En l’espèce : «le propriétaire d'une parcelle desservie seulement par un chemin ouvert à la circulation comportant des nids de poule et des nappes d'eau stagnante a demandé à la commune de réparer les dommages qu'il estimait avoir subis du fait de l'usure prématurée de son véhicule et du risque encouru pour sa santé.
La commune a rejeté sa demande au motif que le chemin était un chemin rural dont l'entretien n'était pas à sa charge». Successivement, les juges du fond et le Conseil d'Etat confirment l'absence de responsabilité de la commune en cas de préjudice causé par le mauvais entretien du chemin rural.
Les chemins ruraux sont des chemins appartenant aux communes, affectés à l'usage du public, mais qui n'ont pas été classés comme voies communales. Ils font partie du domaine privé de la commune.

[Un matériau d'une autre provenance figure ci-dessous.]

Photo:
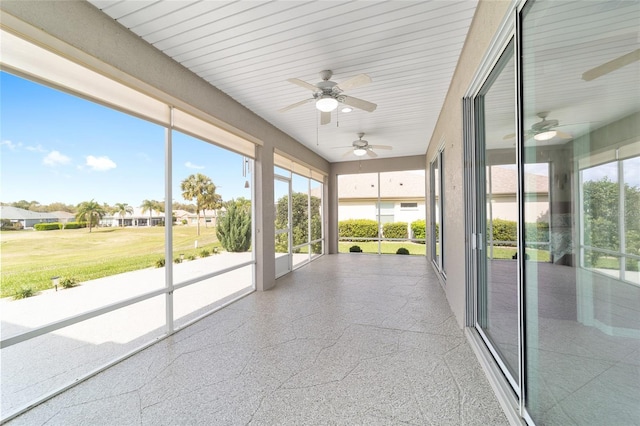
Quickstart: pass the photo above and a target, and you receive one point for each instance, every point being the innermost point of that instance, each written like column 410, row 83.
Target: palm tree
column 149, row 205
column 122, row 209
column 203, row 190
column 91, row 212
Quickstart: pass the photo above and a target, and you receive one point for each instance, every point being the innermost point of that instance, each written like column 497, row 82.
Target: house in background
column 25, row 219
column 64, row 217
column 207, row 217
column 401, row 199
column 137, row 218
column 501, row 187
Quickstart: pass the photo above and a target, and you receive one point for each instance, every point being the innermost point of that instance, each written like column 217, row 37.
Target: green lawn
column 390, row 247
column 31, row 258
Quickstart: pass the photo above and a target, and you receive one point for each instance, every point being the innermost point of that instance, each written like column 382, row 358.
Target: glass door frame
column 285, row 269
column 510, row 392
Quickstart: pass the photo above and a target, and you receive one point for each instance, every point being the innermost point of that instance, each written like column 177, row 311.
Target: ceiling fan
column 328, row 94
column 543, row 130
column 361, row 147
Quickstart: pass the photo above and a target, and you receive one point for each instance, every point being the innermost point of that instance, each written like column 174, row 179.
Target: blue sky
column 58, row 147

Mais leur entretien ne figure pas parmi les dépenses obligatoires mises à la charge de la commune par la loi, contrairement aux dépenses d'entretien des voies communales.
Par conséquent, la responsabilité de la commune ne peut, en principe, être engagée par l'usager victime d'un préjudice résultant du défaut d'entretien du chemin concerné.
Il en est toutefois autrement lorsque la commune a exécuté, postérieurement à l'incorporation du chemin dans la voirie rurale, des travaux destinés à en assurer ou à en améliorer la viabilité, et a ainsi accepté d'en assumer, en fait, l'entretien. Tel n'était pas le cas en l'espèce. La simple déclaration écrite, par le maire, de son intention de faire au mieux pour résoudre le problème posé par le mauvais état du chemin n'équivaut pas à la réalisation de travaux d'entretien, et n'engage donc pas la responsabilité de la commune.